On Mon, 7 Aug 2017, Junio C Hamano wrote:

> Michael Forney <mforney@xxxxxxxxxxx> writes:
> 
> > This way, they still work even if the built-in symlinks aren't
> > installed.
> >
> > Signed-off-by: Michael Forney <mforney@xxxxxxxxxxx>
> > ---
> > It looks like there was an effort to do this a number of years ago (through
> > `make remove-dashes`). These are just a few I noticed were still left in the
> > .sh scripts.
> 
> Our goal was *not* to have *no* "git-foo" on the filesystem,
> though. It happened in v1.6.0 timeframe and it was about removing
> "git-foo" from end-user's $PATH.

That was in the v1.6.0 timeframe. It is past time to reconsider the goal,
though, as there is really very little use in keeping the dashed forms.

And it does hurt in some circumstances. Take for example .zip files: they
do not support hard-links. So if you need to distribute Git binaries in
.zip files, you are not only affected negatively by the less-than-stellar
compression ratio compared to .bz2 let alone LZMA, Git adds insult to
injury by *forcing* an additional inflation by pointlessly adding the
builtins *again*.

> Earlier there was a more ambitious proposal to remove all "git-foo"
> even from $GIT_EXEC_PATH for built-in commands, but that plan was
> scuttled [*1*].

That *1* is not a good reference, I am afraid. It says very little in
addition to paraphrased commands to stop responding (when a more civilized
call back to rational arguments might have been a lot more productive).

In that light, would you kindly explain in your own words what is your
current thinking on shipping dashed forms of builtins?

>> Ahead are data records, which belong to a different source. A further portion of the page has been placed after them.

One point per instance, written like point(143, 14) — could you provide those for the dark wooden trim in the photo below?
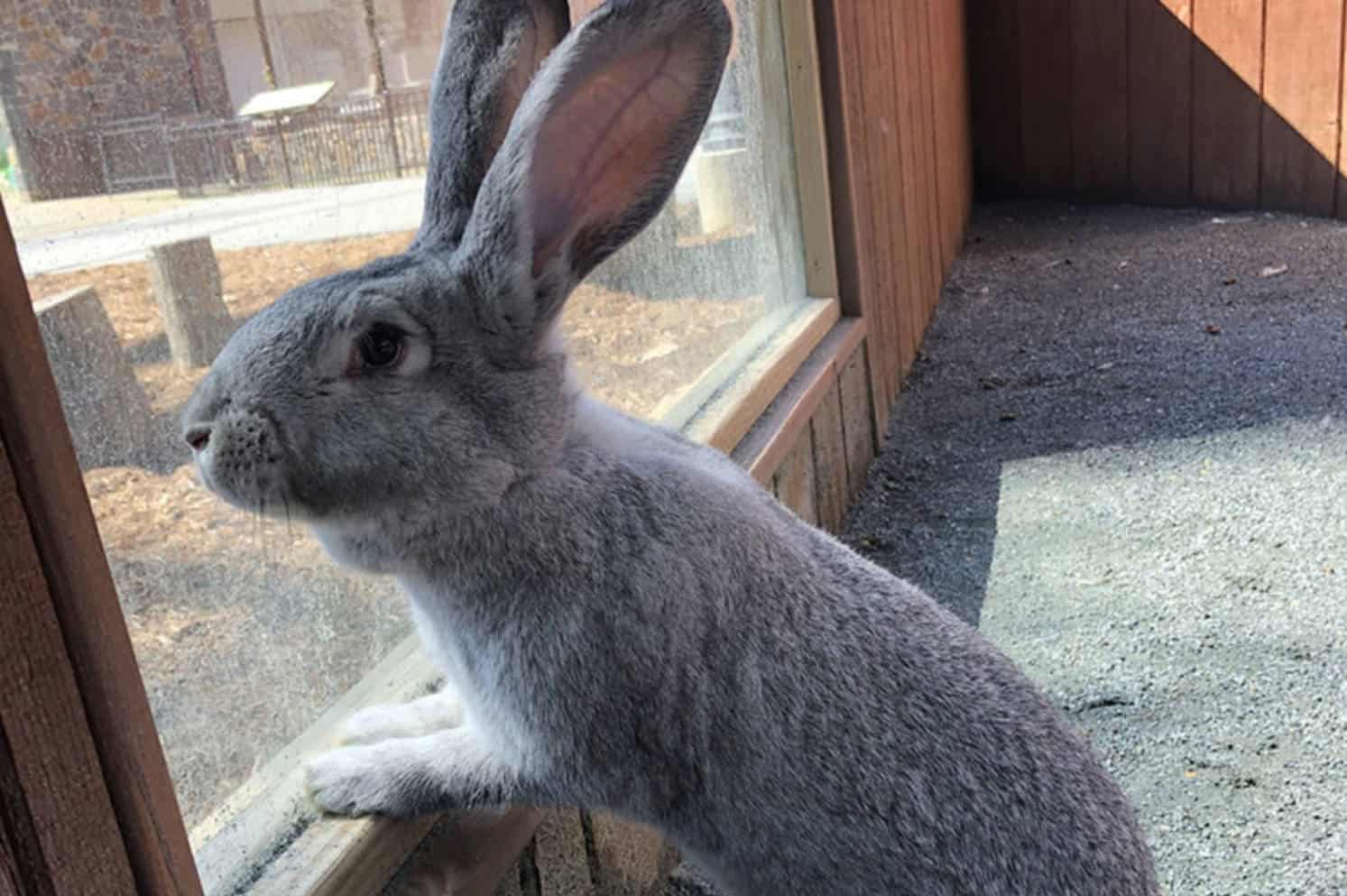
point(85, 605)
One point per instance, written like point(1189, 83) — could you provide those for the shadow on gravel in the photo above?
point(1067, 328)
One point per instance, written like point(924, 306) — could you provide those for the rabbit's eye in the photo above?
point(380, 346)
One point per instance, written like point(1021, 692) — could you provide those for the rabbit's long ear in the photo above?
point(593, 153)
point(489, 54)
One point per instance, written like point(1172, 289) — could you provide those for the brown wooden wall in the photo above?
point(895, 87)
point(1223, 103)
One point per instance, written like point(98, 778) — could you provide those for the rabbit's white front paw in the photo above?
point(360, 781)
point(432, 713)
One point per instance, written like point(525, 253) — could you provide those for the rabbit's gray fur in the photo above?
point(629, 622)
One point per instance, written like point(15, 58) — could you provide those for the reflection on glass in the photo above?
point(122, 135)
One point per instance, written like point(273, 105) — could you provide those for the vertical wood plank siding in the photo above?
point(896, 96)
point(1213, 103)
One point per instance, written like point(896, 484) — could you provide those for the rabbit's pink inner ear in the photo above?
point(611, 136)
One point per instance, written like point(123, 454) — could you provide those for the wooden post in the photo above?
point(106, 409)
point(188, 291)
point(382, 84)
point(268, 69)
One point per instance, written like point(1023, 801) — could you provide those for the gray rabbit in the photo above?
point(628, 622)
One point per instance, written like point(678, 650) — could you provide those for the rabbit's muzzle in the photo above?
point(239, 456)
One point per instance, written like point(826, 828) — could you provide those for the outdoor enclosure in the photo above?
point(1223, 103)
point(770, 310)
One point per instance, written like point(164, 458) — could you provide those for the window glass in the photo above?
point(134, 169)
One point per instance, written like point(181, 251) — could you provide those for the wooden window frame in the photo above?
point(88, 799)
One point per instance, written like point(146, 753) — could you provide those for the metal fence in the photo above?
point(349, 142)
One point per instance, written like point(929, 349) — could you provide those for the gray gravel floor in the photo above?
point(1123, 453)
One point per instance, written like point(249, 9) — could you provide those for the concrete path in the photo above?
point(236, 221)
point(1123, 453)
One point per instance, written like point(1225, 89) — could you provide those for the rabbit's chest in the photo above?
point(480, 669)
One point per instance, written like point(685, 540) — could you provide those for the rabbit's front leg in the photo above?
point(423, 716)
point(446, 770)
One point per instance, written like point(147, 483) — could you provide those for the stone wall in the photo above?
point(79, 63)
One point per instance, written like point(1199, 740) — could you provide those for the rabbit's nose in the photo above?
point(197, 436)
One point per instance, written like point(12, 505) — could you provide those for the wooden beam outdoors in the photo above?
point(84, 604)
point(60, 833)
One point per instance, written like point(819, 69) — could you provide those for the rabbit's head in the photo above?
point(434, 377)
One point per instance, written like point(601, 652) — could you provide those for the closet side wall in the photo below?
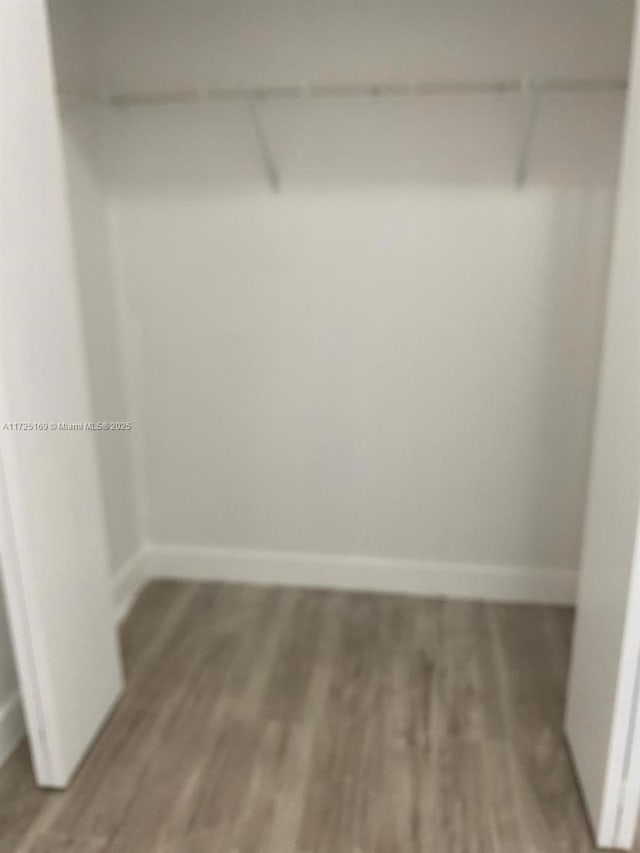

I mean, I can understand for git-upload-pack, to help with determining
permissions on server sides (it is easier to filter out all `git` commands
than to painstakingly look whether argv[1] equals `upload-pack`). It's
sort of a very unfortunate outlier.

But I cannot understand at all why we insist on installing hardlinked
copies (or not so hardlinked copies when hardlinks are unavailable) for
builtins, when these copies really outlived their usefulness a long, long
time ago.

So I would love to hear the arguments for keeping the dashed forms of
builtins, even if the only surviving argument may be "I dig in my feet
because I always said we'd keep them".